You are viewing a plain text version of this content. The canonical link for it is here.
Posted to general@hadoop.apache.org by Arun C Murthy <ac...@yahoo-inc.com> on 2011/04/08 00:52:44 UTC

Re: [ANNOUNCEMENT] Yahoo focusing on Apache Hadoop, discontinuing "The Yahoo Distribution of Hadoop"
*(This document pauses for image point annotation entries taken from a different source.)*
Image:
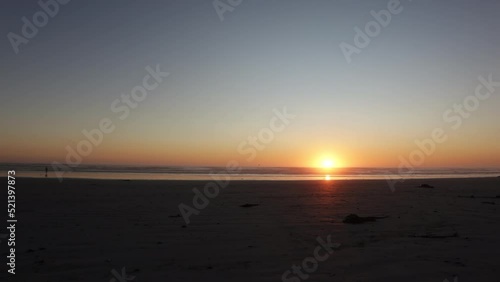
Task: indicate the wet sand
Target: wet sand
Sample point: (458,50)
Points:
(82,229)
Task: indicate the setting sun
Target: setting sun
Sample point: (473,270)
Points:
(328,163)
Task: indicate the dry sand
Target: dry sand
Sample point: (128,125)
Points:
(80,230)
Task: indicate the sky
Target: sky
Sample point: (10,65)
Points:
(230,71)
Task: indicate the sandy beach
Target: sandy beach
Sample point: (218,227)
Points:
(82,229)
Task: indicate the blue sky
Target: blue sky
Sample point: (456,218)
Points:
(227,76)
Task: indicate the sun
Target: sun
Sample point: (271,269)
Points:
(328,163)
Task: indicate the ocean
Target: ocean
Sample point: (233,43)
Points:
(243,173)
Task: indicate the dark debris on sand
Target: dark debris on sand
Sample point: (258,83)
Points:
(249,205)
(436,236)
(355,219)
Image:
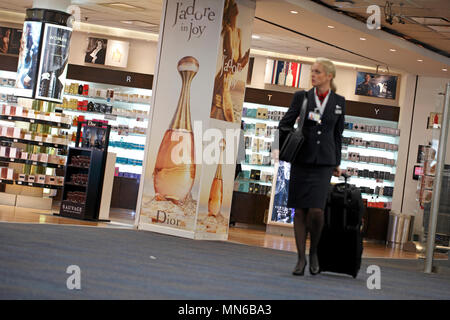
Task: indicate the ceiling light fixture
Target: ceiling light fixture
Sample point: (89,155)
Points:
(122,6)
(139,23)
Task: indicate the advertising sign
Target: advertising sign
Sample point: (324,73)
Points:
(10,40)
(181,101)
(117,53)
(28,59)
(53,63)
(178,174)
(376,85)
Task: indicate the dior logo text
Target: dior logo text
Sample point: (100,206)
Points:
(72,208)
(162,217)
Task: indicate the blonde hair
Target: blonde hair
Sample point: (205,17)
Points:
(330,68)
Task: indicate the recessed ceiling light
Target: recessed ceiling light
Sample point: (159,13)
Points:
(139,23)
(122,6)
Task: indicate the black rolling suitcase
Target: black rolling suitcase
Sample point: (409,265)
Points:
(340,246)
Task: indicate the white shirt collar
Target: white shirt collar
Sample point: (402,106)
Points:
(319,105)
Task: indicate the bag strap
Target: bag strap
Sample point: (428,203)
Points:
(302,113)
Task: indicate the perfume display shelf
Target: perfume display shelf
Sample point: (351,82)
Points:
(369,153)
(125,109)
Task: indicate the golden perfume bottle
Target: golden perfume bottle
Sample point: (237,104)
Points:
(216,192)
(174,172)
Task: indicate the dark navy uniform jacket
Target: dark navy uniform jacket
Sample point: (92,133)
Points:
(323,142)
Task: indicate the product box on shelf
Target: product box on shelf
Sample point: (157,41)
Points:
(28,136)
(59,181)
(43,157)
(50,180)
(14,153)
(40,178)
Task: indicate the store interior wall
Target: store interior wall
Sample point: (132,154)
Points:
(345,82)
(141,59)
(428,99)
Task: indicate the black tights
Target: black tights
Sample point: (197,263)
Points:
(307,220)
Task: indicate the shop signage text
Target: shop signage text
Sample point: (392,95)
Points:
(193,20)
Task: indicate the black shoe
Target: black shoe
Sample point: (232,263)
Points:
(299,272)
(313,267)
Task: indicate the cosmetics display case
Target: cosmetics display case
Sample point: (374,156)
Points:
(369,155)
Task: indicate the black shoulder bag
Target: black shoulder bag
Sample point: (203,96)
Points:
(294,138)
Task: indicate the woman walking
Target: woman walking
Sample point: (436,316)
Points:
(318,159)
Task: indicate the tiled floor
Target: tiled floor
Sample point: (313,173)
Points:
(121,218)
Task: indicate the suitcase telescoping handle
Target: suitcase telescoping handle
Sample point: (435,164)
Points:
(344,217)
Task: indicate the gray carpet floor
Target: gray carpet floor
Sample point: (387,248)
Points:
(130,264)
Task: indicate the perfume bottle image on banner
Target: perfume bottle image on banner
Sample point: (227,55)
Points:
(216,192)
(174,172)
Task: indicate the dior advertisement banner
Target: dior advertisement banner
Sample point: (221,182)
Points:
(179,179)
(182,95)
(53,63)
(226,112)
On Feb 14, 2011, at 1:34 PM, Arun C Murthy wrote:
>
> As the final installment in this process, I've started a discussion on
> us contributing a re-factor of Map-Reduce in https://issues.apache.org/jira/browse/MAPREDUCE-279
> .



Hi Folks,

We wanted to share our thoughts around the co-development of the  
NextGen MapReduce branch (Jira MR-279), maintaining the branch-0.20- 
security and merging the work on the security branch with trunk.   
We've concluded that it does not make sense for us to port a very  
small subset of the work from the branch-0.20-security to the Hadoop  
mainline.  The JIRAs we don't plan to port all effect areas of the  
mainline that are going to be replaced by work in the NextGen  
MapReduce branch (http://svn.apache.org/viewvc/hadoop/mapreduce/branches/MR-279/ 
).

We've been working on the NextGen MapReduce branch (MAPREDUCE-279)  
within Apache for a while now and are excited about it's progress.  We  
think that this branch will be a huge improvement in scalability,  
performance and functionality.  We are now confident that we can get  
it ready for release in in the next few months.  We believe that the  
next major release of Apache Hadoop we will test at Yahoo will include  
the work in this branch and we are committed to merging the NextGen  
branch into the mainline after the PMC approves the merge.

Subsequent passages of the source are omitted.